Bab 1505 Bentuk Jiwanya

1505 Bentuk Jiwanya

Mereka semua membeku, menghilang ke dalam pemandangan kacau medan perang yang tak bergerak. Dikelilingi oleh para prajurit dan Makhluk Mimpi Buruk yang tak bergerak, keenam Master itu hampir tak dapat dibedakan dari mereka.

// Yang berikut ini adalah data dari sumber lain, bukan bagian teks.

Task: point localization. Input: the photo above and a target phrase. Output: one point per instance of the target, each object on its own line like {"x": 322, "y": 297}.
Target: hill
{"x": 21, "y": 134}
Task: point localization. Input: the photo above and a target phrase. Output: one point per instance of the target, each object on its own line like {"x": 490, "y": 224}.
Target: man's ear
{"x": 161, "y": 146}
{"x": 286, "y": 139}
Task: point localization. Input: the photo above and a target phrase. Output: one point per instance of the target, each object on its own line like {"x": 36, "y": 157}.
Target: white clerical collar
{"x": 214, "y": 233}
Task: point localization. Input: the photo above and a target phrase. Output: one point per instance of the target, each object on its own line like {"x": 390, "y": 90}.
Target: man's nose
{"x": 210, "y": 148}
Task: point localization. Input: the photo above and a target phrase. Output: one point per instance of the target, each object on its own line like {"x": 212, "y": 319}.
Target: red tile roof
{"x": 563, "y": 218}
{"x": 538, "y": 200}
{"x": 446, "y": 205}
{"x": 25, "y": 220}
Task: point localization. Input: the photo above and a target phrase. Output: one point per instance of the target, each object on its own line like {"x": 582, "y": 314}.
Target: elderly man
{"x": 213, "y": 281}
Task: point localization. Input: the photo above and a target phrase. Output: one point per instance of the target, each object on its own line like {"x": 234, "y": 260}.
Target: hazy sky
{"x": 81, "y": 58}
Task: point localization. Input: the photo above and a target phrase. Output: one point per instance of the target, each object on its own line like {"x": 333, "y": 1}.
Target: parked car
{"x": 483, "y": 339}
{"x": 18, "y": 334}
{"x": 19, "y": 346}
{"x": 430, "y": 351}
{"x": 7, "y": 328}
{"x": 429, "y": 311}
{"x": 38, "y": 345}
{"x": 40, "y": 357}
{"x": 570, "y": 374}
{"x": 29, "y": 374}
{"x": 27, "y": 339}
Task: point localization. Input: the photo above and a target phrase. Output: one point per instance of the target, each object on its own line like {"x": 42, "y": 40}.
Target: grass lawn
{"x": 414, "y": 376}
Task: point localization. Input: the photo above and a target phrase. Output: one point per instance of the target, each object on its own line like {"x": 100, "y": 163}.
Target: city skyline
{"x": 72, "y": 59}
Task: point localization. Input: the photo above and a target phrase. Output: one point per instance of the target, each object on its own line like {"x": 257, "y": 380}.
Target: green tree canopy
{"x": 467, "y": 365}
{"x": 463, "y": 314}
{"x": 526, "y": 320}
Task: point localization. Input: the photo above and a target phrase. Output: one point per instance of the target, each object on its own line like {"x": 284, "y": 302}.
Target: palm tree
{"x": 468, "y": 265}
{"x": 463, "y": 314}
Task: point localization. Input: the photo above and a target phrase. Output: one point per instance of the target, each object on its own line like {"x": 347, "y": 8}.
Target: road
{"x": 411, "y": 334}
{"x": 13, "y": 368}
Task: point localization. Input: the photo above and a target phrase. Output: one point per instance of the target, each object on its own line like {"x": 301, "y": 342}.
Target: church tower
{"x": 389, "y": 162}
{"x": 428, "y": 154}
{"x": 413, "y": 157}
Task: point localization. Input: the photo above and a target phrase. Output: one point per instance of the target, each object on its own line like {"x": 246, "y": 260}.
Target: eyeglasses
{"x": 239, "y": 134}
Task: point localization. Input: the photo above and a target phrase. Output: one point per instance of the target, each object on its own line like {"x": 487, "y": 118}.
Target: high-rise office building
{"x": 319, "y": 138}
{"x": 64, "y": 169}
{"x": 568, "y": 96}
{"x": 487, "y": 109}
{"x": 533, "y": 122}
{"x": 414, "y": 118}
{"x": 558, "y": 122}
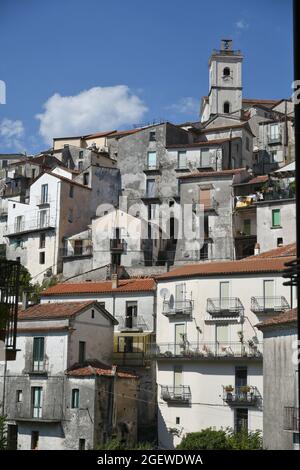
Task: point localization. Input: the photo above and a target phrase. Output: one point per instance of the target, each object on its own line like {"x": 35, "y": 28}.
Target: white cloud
{"x": 187, "y": 105}
{"x": 96, "y": 109}
{"x": 242, "y": 25}
{"x": 11, "y": 133}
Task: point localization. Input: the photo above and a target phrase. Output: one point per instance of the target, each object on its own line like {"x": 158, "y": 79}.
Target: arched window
{"x": 226, "y": 107}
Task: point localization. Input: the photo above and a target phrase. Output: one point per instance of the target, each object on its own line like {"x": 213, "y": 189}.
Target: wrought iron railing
{"x": 226, "y": 306}
{"x": 180, "y": 394}
{"x": 243, "y": 395}
{"x": 178, "y": 307}
{"x": 205, "y": 350}
{"x": 269, "y": 304}
{"x": 132, "y": 323}
{"x": 291, "y": 418}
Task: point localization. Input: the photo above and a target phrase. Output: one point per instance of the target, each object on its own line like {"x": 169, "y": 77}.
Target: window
{"x": 241, "y": 419}
{"x": 36, "y": 401}
{"x": 19, "y": 396}
{"x": 151, "y": 161}
{"x": 81, "y": 444}
{"x": 75, "y": 398}
{"x": 78, "y": 247}
{"x": 34, "y": 440}
{"x": 81, "y": 354}
{"x": 226, "y": 107}
{"x": 38, "y": 353}
{"x": 86, "y": 179}
{"x": 42, "y": 240}
{"x": 151, "y": 188}
{"x": 43, "y": 218}
{"x": 205, "y": 158}
{"x": 44, "y": 193}
{"x": 276, "y": 218}
{"x": 152, "y": 136}
{"x": 182, "y": 162}
{"x": 131, "y": 315}
{"x": 70, "y": 215}
{"x": 19, "y": 223}
{"x": 247, "y": 227}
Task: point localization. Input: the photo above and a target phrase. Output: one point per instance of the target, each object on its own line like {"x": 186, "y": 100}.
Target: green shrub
{"x": 210, "y": 439}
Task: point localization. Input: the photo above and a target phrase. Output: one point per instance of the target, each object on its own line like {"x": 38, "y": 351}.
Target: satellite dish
{"x": 164, "y": 293}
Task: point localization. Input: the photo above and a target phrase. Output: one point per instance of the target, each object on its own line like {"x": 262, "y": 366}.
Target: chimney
{"x": 114, "y": 281}
{"x": 257, "y": 249}
{"x": 24, "y": 300}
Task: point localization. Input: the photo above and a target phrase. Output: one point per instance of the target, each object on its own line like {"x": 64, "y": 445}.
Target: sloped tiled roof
{"x": 53, "y": 311}
{"x": 290, "y": 316}
{"x": 269, "y": 262}
{"x": 124, "y": 285}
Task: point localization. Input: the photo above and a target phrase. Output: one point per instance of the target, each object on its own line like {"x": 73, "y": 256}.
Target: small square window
{"x": 42, "y": 257}
{"x": 152, "y": 136}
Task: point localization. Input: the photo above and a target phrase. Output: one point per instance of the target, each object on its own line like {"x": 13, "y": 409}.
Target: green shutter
{"x": 276, "y": 218}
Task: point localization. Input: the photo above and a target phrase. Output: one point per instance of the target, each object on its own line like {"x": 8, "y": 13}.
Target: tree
{"x": 207, "y": 439}
{"x": 210, "y": 439}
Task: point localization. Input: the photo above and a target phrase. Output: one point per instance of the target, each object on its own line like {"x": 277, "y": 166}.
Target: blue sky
{"x": 127, "y": 62}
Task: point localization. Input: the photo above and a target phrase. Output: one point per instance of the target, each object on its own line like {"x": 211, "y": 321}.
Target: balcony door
{"x": 38, "y": 353}
{"x": 179, "y": 338}
{"x": 37, "y": 398}
{"x": 268, "y": 294}
{"x": 224, "y": 295}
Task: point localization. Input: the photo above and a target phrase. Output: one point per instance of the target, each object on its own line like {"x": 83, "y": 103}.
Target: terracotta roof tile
{"x": 125, "y": 285}
{"x": 51, "y": 311}
{"x": 244, "y": 266}
{"x": 287, "y": 317}
{"x": 214, "y": 174}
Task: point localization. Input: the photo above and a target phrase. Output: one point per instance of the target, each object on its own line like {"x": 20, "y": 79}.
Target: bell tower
{"x": 225, "y": 79}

Sunny dan Mordret berdiri bersebelahan, sementara Nephis berada beberapa langkah di belakang mereka. Effie dan Jet berada tepat di belakangnya, terpisah beberapa meter dari kelompok lainnya.

Mereka menahan napas.

'Pencuri Jiwa sudah dekat…'

Sunny tidak melihat atau merasakan kehadiran Orang Suci yang Tercemar, tetapi tidak ada alasan lain bagi Mordret untuk memperingatkan mereka. Pangeran Ketiadaan tampak terlalu tegang. Senyum ramah teruk di bibirnya, tetapi matanya dipenuhi kegelapan yang dingin. Sunny melihat bayangan pucat dirinya sendiri di sana… dan kemudian, dia melihat sesuatu yang lain di sana juga.

Rasa dingin menjalari tulang punggungnya.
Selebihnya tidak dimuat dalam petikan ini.